Dudaklarını birbirine bastırarak çerçeveyi yastığının yanına koydu ve uzandı.
Tavandaki parıltılı yıldızlarını izlerken aklına Jungkook'un parlak gözleri geldi. Yıldızlar kadar parlaklardı.
Minik bir tebessümle ellerini yanağının altında birleştirerek soluna döndü. Şimdi çerçeveyle yüz yüzeydi.
Kapısının tıklatılmasıyla bakışlarını oraya çevirerek çalan kişiye içeri girmesini söyledi.
Kapı tekrar çalınırken Yoongi kaşlarını çatıp kapıya baktı. Belki de annem eli dolu olduğu için kapıyı açamıyordur diyerek yattığı yerden doğruldu.
Tam ayaklarını yataktan sarkıttığı anda kapının ardından cılız bir ses duydu.
"Yoonki hyunf !" Kapıyı açamıyoyum. Yoonki hyunf !"
"Jungkook ?"
Yoongi heyecanla yataktan atlayıp kapıya koştu. Hızla kapıyı açtığında gördüğü manzara çok sevimliydi.
Jungkook dili dışarıda, kıpkırmızı olmuş suratıyla kapı koluna uzanmaya çalışıyordu.
Yoongi kıkırdayarak dizlerinin üzerine çöktü ve karşısındaki bedeni kollarının arasına çekti.
Jungkook hızlı ve minik nefesler alırken başını Yoongi'nin omzuna yaslamış gözlerini kapatarak dinlenmeye çalışmıştı.
Birkaç dakika öylece durduktan sonra Yoongi, minik bedeni kucaklayarak yatağının üzerine oturttu. Jungkook parıltılı gözlerle Yoongi'nin odasını inceledi.
Duvarın dibindeki büyük, siyah şeye kaşlarını çattı. İşaret parmağıyla orayı gösterip Yoongi'ye döndü.
"O çey ne hyunf ?"
Yoongi gülümseyerek Jungkook'a baktı.
"O bir piyano Kookie. Sana çalmamı ister misin ?"
Jungkook hızla kafasını aşağı yukarı salladı. Hyungu ona bir şeyler çalacaktı. İçi gıdıklanarak yataktan inmeye çalıştı.
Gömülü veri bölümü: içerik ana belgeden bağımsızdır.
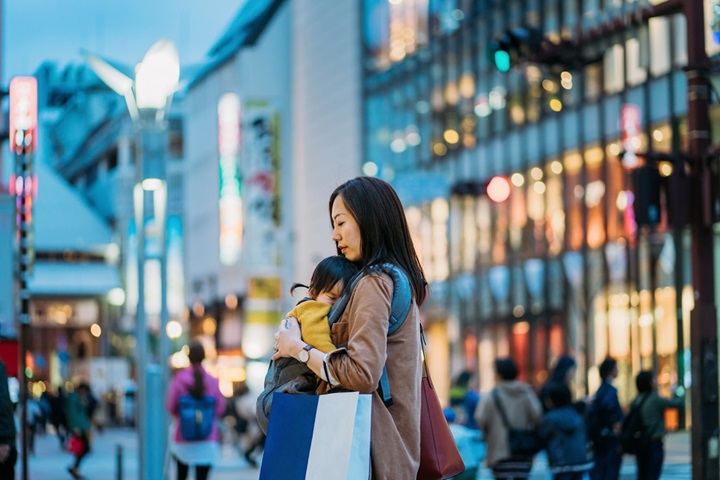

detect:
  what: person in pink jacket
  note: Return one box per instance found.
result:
[166,341,225,480]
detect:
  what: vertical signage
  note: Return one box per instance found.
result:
[9,77,37,153]
[243,102,280,271]
[218,93,243,266]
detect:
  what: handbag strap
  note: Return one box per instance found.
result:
[492,388,510,430]
[420,323,432,383]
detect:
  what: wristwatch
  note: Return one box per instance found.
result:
[298,345,313,365]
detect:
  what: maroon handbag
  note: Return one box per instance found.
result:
[417,329,465,480]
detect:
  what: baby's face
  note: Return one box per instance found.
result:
[315,282,343,305]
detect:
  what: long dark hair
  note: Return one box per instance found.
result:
[290,255,358,298]
[329,177,427,305]
[188,340,205,398]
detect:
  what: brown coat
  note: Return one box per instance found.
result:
[327,273,421,480]
[475,381,542,467]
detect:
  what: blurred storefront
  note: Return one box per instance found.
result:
[363,0,720,420]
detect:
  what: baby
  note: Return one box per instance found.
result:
[287,255,358,353]
[256,255,358,433]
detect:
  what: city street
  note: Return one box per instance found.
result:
[21,428,258,480]
[18,428,691,480]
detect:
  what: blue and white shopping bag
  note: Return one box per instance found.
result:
[260,392,372,480]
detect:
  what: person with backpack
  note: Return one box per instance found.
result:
[621,371,685,480]
[65,383,91,479]
[272,177,427,479]
[258,255,358,434]
[165,340,225,480]
[540,383,593,480]
[586,358,625,480]
[538,355,586,414]
[475,358,543,479]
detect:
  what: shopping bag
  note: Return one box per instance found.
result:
[260,392,372,480]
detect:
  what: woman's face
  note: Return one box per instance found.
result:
[331,195,362,262]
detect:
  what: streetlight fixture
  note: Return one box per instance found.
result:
[83,40,180,480]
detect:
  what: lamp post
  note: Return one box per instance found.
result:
[84,40,180,480]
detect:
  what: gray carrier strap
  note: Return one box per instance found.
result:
[328,263,412,407]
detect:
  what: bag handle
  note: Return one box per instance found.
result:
[420,323,432,384]
[492,388,511,430]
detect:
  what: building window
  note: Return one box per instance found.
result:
[673,14,688,67]
[604,45,625,94]
[527,167,547,256]
[605,140,628,242]
[585,146,605,248]
[563,152,585,250]
[583,63,602,102]
[649,17,672,77]
[625,36,647,85]
[545,160,565,256]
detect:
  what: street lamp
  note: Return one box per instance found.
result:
[83,40,180,480]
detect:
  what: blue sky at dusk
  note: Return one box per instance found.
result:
[0,0,244,85]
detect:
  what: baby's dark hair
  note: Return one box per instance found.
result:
[290,255,359,298]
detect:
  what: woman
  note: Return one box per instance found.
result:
[586,358,625,480]
[65,383,90,478]
[538,355,585,413]
[273,177,427,480]
[630,371,685,480]
[475,358,542,478]
[166,341,225,480]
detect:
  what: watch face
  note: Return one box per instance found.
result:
[298,349,310,363]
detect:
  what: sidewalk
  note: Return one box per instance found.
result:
[17,428,691,480]
[16,428,258,480]
[478,432,692,480]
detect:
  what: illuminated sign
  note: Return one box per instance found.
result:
[242,101,280,271]
[620,104,642,169]
[9,77,37,151]
[218,93,243,265]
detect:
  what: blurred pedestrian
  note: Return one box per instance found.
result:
[65,383,90,479]
[49,387,67,448]
[540,382,593,480]
[475,358,542,479]
[166,341,225,480]
[450,370,480,430]
[586,358,625,480]
[443,408,486,480]
[630,371,685,480]
[538,355,585,414]
[231,382,265,468]
[0,360,17,480]
[19,390,42,453]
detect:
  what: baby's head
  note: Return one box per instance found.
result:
[290,255,358,305]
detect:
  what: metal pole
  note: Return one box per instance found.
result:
[155,178,170,478]
[133,127,150,480]
[684,0,720,480]
[115,443,122,480]
[15,146,32,480]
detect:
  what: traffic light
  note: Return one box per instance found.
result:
[633,165,661,226]
[488,27,543,73]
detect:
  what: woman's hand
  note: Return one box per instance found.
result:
[272,317,305,360]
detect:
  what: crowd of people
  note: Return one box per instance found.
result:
[0,177,684,480]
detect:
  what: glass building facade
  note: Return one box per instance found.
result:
[362,0,720,425]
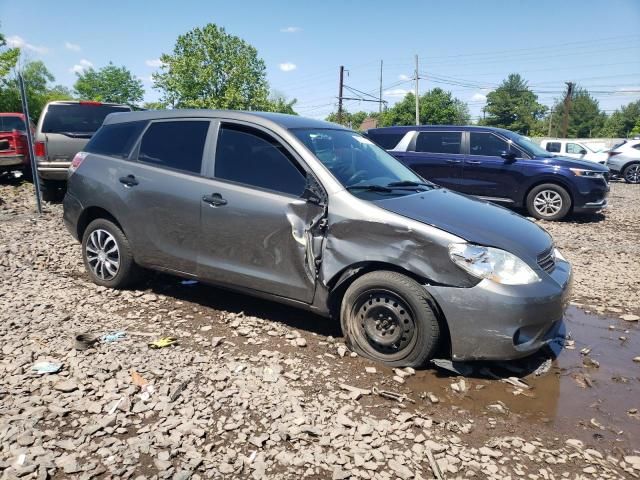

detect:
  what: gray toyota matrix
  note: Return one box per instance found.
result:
[64,110,571,366]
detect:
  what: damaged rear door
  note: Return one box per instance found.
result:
[198,122,325,303]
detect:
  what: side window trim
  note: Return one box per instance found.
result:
[128,117,211,177]
[407,130,464,155]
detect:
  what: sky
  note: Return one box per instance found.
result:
[0,0,640,120]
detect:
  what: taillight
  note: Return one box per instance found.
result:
[69,152,87,176]
[33,142,47,160]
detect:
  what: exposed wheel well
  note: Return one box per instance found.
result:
[328,262,451,354]
[77,207,122,241]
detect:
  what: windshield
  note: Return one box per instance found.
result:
[0,116,24,132]
[42,103,131,133]
[292,128,433,195]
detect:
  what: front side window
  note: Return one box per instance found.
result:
[214,124,306,196]
[469,132,509,157]
[546,142,560,153]
[138,120,209,174]
[416,132,462,154]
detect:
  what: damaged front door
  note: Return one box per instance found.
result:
[198,123,324,303]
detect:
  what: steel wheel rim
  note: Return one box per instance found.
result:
[352,289,417,356]
[85,229,120,280]
[533,190,562,217]
[624,164,640,183]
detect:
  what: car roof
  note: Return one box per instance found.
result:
[104,109,348,130]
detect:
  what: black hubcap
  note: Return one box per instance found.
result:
[354,291,415,354]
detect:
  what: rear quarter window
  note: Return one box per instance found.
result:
[84,121,147,158]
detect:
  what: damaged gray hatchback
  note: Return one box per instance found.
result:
[64,110,571,366]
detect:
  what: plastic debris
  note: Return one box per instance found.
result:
[100,332,127,343]
[149,337,178,348]
[31,362,62,375]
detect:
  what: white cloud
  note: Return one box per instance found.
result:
[279,62,298,72]
[7,35,49,55]
[280,27,302,33]
[69,58,93,73]
[144,58,164,68]
[383,88,411,97]
[64,42,82,52]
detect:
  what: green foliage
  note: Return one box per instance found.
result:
[0,61,73,121]
[73,63,144,105]
[482,73,547,135]
[379,88,470,127]
[153,23,270,110]
[599,100,640,138]
[545,87,607,138]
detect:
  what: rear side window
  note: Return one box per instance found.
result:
[214,124,306,196]
[84,122,147,157]
[545,142,560,153]
[138,120,209,174]
[416,132,462,154]
[42,103,131,134]
[469,132,509,157]
[365,132,405,150]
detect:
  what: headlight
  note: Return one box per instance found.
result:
[449,243,540,285]
[569,168,604,178]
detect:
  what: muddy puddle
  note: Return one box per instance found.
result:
[407,307,640,448]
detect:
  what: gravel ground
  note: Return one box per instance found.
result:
[0,181,640,480]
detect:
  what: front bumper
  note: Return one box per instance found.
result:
[38,162,71,180]
[425,261,572,361]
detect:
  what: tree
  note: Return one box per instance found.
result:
[152,23,269,110]
[545,87,606,138]
[73,63,144,105]
[482,73,547,135]
[379,88,470,126]
[599,100,640,138]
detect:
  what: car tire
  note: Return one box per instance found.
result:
[82,218,140,289]
[340,271,440,367]
[526,183,571,221]
[622,163,640,185]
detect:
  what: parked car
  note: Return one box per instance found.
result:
[540,139,608,165]
[64,110,571,366]
[0,113,35,178]
[366,125,609,220]
[607,140,640,183]
[34,100,131,201]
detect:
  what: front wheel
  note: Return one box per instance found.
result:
[340,271,440,367]
[527,183,571,220]
[622,163,640,184]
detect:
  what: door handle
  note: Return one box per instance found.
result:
[119,175,138,187]
[202,193,227,207]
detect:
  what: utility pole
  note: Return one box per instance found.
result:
[338,65,344,124]
[416,55,420,125]
[562,82,574,138]
[378,60,382,114]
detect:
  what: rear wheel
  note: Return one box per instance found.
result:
[527,183,571,220]
[340,271,440,367]
[622,163,640,183]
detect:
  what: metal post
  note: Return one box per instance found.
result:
[18,72,42,215]
[416,55,420,125]
[338,65,344,124]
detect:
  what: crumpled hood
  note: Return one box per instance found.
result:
[375,188,553,263]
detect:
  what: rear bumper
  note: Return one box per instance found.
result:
[38,162,71,180]
[425,261,572,360]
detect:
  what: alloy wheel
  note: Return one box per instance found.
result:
[533,190,562,217]
[85,229,120,280]
[624,163,640,183]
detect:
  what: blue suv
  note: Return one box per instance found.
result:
[365,125,609,220]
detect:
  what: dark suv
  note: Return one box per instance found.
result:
[365,125,609,220]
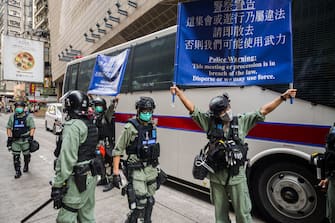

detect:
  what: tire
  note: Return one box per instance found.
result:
[250,162,326,223]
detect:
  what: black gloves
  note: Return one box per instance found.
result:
[7,137,13,151]
[51,187,67,209]
[112,174,122,189]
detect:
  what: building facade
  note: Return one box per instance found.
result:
[0,0,56,101]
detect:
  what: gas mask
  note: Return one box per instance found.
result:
[95,106,104,113]
[139,112,152,122]
[15,107,23,114]
[220,109,233,122]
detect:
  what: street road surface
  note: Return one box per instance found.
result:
[0,113,264,223]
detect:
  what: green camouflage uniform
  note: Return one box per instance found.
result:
[191,108,265,223]
[53,119,97,223]
[6,112,35,155]
[113,120,158,216]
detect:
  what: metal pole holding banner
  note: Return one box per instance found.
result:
[171,82,176,108]
[289,82,294,104]
[21,198,53,223]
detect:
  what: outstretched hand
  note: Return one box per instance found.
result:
[282,88,297,99]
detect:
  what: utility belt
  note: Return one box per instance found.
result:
[206,140,248,176]
[125,159,159,170]
[73,157,105,193]
[13,132,30,142]
[127,140,160,161]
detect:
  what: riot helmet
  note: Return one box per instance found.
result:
[209,94,230,117]
[14,101,26,107]
[93,97,107,112]
[14,101,26,114]
[64,90,89,117]
[135,97,156,111]
[326,123,335,151]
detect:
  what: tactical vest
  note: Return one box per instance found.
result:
[54,119,98,162]
[95,115,115,144]
[126,119,160,161]
[78,119,99,162]
[206,116,248,176]
[325,123,335,177]
[13,114,29,139]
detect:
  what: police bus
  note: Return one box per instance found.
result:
[63,1,335,223]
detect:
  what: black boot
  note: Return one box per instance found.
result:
[125,209,144,223]
[97,176,108,186]
[144,196,155,223]
[23,154,31,173]
[13,154,22,179]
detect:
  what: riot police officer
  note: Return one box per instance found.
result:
[51,91,101,223]
[92,97,118,189]
[170,86,296,223]
[7,101,35,179]
[319,123,335,223]
[112,97,160,223]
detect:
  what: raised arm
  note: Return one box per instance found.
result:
[260,89,297,115]
[170,86,194,113]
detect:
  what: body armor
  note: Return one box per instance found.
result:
[96,115,115,146]
[126,119,160,161]
[13,114,29,139]
[78,119,98,162]
[206,116,248,176]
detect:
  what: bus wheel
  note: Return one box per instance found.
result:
[250,162,325,223]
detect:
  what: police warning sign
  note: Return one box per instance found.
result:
[175,0,293,86]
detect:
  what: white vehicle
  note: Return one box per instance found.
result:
[45,103,63,135]
[63,3,335,223]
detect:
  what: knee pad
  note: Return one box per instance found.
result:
[147,196,155,206]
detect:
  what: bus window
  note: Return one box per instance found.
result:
[77,58,95,92]
[131,35,175,91]
[64,64,78,93]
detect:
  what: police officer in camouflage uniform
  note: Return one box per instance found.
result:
[170,86,296,223]
[92,97,118,189]
[6,101,35,179]
[112,97,160,223]
[51,91,100,223]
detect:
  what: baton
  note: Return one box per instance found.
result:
[21,198,53,223]
[289,82,293,104]
[171,82,176,107]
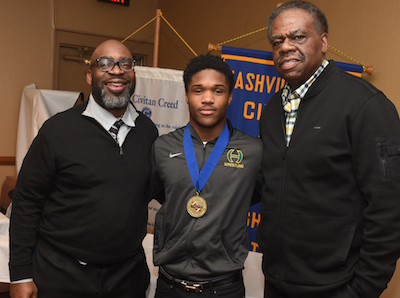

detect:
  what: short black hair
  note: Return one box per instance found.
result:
[267,0,328,41]
[183,53,234,93]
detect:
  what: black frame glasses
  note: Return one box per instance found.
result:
[96,57,135,72]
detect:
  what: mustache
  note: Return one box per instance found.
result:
[277,52,306,64]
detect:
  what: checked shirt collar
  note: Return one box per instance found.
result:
[281,59,329,146]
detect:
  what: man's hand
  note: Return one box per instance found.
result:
[10,281,38,298]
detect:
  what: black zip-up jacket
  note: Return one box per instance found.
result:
[257,61,400,298]
[153,120,262,281]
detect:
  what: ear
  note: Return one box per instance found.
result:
[86,69,93,86]
[321,32,329,54]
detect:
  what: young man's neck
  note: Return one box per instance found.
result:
[190,120,226,142]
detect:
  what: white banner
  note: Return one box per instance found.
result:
[132,66,189,135]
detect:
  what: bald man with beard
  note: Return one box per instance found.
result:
[10,40,158,298]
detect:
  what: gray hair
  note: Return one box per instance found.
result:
[267,0,328,40]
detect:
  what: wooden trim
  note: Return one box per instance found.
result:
[0,156,15,166]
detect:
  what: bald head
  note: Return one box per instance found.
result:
[91,39,132,64]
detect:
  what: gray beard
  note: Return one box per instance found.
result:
[100,89,131,110]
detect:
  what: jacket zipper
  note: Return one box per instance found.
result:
[379,143,387,179]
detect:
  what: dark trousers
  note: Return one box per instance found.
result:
[32,239,150,298]
[264,280,359,298]
[155,272,245,298]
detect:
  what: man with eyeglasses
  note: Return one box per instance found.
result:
[10,40,158,298]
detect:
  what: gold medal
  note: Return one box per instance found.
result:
[186,194,207,218]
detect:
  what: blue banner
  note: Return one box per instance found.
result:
[221,46,363,252]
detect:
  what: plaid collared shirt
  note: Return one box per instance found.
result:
[281,59,329,146]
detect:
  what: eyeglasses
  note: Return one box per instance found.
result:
[96,57,135,72]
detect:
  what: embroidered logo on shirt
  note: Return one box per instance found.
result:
[169,152,182,158]
[224,149,244,169]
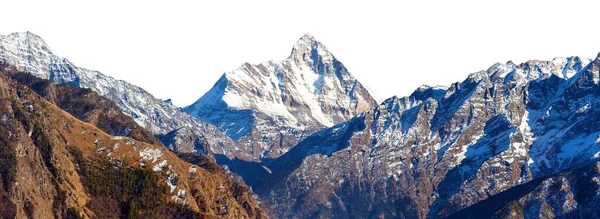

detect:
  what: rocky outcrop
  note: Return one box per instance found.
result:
[0,61,162,144]
[225,54,600,218]
[0,69,266,218]
[184,35,377,159]
[0,32,244,159]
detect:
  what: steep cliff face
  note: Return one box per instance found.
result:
[0,70,265,218]
[0,61,162,144]
[184,35,377,158]
[0,32,245,159]
[224,57,600,218]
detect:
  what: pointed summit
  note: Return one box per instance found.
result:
[184,34,377,159]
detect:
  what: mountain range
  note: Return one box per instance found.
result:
[0,32,600,218]
[184,35,377,159]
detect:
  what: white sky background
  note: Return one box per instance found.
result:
[0,0,600,106]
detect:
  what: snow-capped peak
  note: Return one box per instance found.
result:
[184,34,377,159]
[289,34,335,66]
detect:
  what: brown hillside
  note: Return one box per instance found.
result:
[0,68,265,218]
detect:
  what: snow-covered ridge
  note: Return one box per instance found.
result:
[237,52,600,218]
[184,34,378,157]
[0,32,245,158]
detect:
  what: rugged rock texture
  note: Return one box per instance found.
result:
[230,54,600,218]
[184,35,377,158]
[0,61,162,144]
[449,163,600,218]
[0,32,245,159]
[0,71,265,218]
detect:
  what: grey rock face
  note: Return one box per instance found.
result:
[0,32,247,159]
[237,54,600,218]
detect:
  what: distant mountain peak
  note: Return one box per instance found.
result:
[184,34,377,157]
[289,34,335,65]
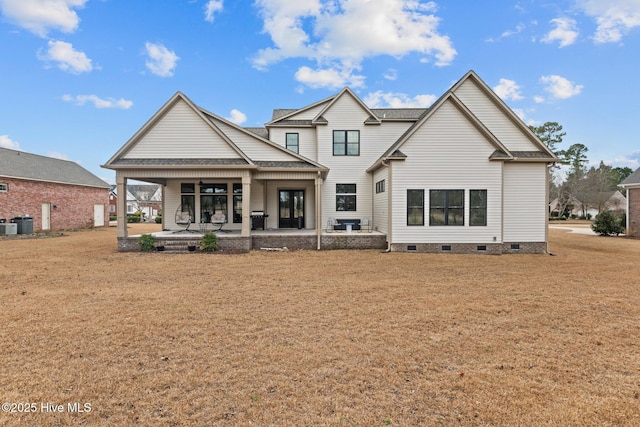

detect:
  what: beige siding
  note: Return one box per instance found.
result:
[317,94,410,226]
[455,79,539,151]
[124,101,240,159]
[215,120,298,161]
[392,102,502,243]
[504,163,547,243]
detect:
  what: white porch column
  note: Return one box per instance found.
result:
[116,175,128,241]
[316,172,323,250]
[241,171,251,237]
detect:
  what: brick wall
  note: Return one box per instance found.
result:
[0,178,109,231]
[627,188,640,237]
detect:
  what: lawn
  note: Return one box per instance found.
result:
[0,224,640,426]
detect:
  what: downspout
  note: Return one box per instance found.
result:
[382,159,393,253]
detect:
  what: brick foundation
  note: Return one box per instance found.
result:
[391,242,547,255]
[0,178,109,231]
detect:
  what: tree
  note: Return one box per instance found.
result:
[529,122,567,155]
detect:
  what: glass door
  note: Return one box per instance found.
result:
[278,190,304,228]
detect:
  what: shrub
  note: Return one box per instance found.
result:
[138,234,156,252]
[200,232,218,252]
[591,209,624,236]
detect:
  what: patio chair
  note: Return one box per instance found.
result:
[174,205,194,233]
[211,212,231,233]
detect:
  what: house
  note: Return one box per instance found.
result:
[103,71,558,254]
[549,190,627,218]
[0,148,109,231]
[620,168,640,237]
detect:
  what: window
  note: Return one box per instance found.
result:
[336,184,356,211]
[429,190,464,225]
[469,190,487,225]
[333,130,360,156]
[202,184,228,222]
[407,190,424,225]
[285,133,300,153]
[233,184,242,223]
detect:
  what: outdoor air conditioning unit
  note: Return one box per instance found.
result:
[0,222,18,236]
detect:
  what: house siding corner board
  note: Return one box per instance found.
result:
[392,103,502,244]
[124,101,239,159]
[627,188,640,237]
[0,178,109,231]
[503,163,547,242]
[455,80,538,151]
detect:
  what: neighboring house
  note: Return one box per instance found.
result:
[549,190,627,218]
[620,168,640,237]
[104,71,558,253]
[0,148,109,231]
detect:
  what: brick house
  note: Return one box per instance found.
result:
[0,148,109,231]
[620,168,640,237]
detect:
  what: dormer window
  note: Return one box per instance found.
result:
[333,130,360,156]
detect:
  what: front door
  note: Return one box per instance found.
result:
[278,190,304,228]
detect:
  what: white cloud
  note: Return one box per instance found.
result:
[62,95,133,110]
[204,0,224,22]
[540,75,584,99]
[493,79,524,101]
[541,18,579,47]
[253,0,456,87]
[38,40,93,74]
[363,90,437,108]
[0,0,87,37]
[144,42,180,77]
[577,0,640,43]
[0,135,20,150]
[47,151,71,160]
[296,65,364,89]
[227,108,247,125]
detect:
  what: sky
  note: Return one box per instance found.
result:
[0,0,640,183]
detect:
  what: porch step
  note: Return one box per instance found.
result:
[162,239,200,253]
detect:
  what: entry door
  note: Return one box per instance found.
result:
[93,205,104,227]
[278,190,304,228]
[42,203,51,230]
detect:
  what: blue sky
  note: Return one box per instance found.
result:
[0,0,640,182]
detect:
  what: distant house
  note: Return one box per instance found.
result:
[549,190,627,218]
[620,168,640,237]
[0,148,109,231]
[104,71,558,254]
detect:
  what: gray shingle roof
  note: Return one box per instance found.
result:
[620,168,640,185]
[112,159,249,166]
[0,148,109,188]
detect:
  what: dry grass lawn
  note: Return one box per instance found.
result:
[0,225,640,426]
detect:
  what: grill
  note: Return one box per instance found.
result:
[251,211,269,230]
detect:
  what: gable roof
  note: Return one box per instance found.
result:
[103,92,328,171]
[449,70,560,162]
[620,168,640,188]
[0,148,110,188]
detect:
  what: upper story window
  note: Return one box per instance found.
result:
[285,133,300,153]
[333,130,360,156]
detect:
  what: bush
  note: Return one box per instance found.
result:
[591,209,625,236]
[200,232,218,252]
[138,234,156,252]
Yatakta yüz üstü döndü ve ayaklarını sarkıtırken elleriyle yatağa tutundu. Ayakları yerle temas edince ellerini yataktan çekti ve arkasını döndü.
Yoongi piyanoya yaklaşıp kapağını açtı ve beyazlı siyahlı tuşlarda parmağını gezdirdi.
Aklına gelen şeyle kapısına yönelip annesine seslendi.
"Anne gelebilir misin ?"
Annesi merdivenlerin başında görünürken Yoongi odasına doğru adımladı.
"Anne Jungkook'u yanıma oturtup ben piyano çalarken fotoğraf çeker misin?"
Annesi gülümseyerek Jungkook'a yöneldi ve onu tutarak siyah geniş tabureye oturttu. Yoongi de yanındaki yerini alırken Jungkook parıltılı gözlerle büyüğüne bakmaya devam ediyordu.
Yoongi parmaklarını sırasıyla beyaz ve siyah tuşlarda gezdirirken Jungkook hayranlıkla çıkan sesi dinliyor ve hyunguna bakıyordu.
O fazla yetenekliydi. Jungkook'un minik kalbi pat pat atarken parıltılı gözlerini tuşlarda gezdirdi.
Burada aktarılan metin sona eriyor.